Computational analysis of direct current breakdown process in SF6 at low pressure

Abstract

The breakdown of SF6 gas at low pressure is of vital importance to both aerospace and microelectronics industries. However, the breakdown characteristics of SF6 in direct current at low pressure are still seldom studied. In this work, one-dimensional implicit particle-in-cell/Monte-Carlo collision algorithm is used to study the entire direct current breakdown process of low-pressure SF6. The ion-molecule collision, recombination, and external circuit are considered in the model. According to the results, the breakdown process can be divided into three stages: pre-breakdown stage, breakdown stage, and post-breakdown stage. In the pre-breakdown stage, the cathode sheath is not yet formed so the constant electric field exists in the entire area. In the breakdown stage, the formation mechanism of the cathode sheath is analyzed and the electrodes as a whole changes from capacitive to resistive, sharing the voltage with the external resistance.

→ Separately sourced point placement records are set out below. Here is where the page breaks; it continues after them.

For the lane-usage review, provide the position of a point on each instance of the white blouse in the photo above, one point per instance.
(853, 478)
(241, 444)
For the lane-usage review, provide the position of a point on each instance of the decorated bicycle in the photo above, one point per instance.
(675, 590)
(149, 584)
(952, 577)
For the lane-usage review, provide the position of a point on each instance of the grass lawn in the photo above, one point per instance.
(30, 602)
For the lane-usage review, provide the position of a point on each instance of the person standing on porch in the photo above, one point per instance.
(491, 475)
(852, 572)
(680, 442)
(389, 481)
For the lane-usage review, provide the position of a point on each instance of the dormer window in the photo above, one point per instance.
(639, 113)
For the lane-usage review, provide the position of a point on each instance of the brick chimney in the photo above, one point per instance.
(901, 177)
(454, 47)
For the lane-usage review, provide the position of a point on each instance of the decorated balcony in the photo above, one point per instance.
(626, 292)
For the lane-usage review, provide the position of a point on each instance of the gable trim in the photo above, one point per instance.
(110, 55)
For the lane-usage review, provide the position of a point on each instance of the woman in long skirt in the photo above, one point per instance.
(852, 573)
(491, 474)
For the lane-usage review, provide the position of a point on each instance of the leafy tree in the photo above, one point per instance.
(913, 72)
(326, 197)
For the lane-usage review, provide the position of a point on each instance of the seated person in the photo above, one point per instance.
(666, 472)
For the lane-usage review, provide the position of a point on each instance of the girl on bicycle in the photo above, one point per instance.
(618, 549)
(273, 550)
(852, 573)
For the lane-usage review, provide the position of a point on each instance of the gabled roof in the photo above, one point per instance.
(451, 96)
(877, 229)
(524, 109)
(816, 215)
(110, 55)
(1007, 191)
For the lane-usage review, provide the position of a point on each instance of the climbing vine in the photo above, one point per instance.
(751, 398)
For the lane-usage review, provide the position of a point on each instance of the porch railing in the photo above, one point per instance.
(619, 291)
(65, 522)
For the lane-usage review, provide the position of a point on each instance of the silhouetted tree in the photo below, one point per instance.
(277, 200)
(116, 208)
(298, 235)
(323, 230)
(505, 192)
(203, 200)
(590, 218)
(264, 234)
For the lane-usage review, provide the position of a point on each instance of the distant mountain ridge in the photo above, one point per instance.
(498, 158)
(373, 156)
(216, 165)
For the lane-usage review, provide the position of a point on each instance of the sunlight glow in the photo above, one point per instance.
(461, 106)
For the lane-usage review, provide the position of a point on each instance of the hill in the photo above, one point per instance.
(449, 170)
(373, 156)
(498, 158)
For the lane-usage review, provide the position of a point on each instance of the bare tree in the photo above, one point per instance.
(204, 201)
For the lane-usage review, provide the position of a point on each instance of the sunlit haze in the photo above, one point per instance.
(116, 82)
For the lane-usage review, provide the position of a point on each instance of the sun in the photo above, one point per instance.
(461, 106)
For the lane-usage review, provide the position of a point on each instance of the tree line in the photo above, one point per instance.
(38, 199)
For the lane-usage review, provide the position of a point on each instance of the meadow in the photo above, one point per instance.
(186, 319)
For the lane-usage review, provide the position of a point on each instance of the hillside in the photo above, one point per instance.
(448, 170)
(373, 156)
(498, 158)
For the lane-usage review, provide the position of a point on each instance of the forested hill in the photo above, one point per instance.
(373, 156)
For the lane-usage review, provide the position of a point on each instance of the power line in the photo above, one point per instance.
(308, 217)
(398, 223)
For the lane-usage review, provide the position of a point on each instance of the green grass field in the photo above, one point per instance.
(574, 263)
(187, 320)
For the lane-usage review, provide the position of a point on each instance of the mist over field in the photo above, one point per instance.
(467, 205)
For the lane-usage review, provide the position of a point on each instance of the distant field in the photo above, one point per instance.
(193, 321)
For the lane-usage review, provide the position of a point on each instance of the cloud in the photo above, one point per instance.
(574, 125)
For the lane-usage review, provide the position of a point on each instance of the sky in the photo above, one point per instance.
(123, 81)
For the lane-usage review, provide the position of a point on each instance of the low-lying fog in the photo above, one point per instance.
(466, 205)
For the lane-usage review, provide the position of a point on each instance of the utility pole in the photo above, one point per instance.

In the post-breakdown stage, the continued growth of positive ions leads to the formation of a thin anode sheath, which further causes the negative plasma potential, different from electropositive gas. The energy production terms including heating power and secondary electron emission (SEE) power are equal to the energy loss terms including collision loss power and boundary loss power, where collision loss power and boundary loss power are almost equal, while SEE power is negligible. In the final, plasma parameters gradually evolve to the last steady-state.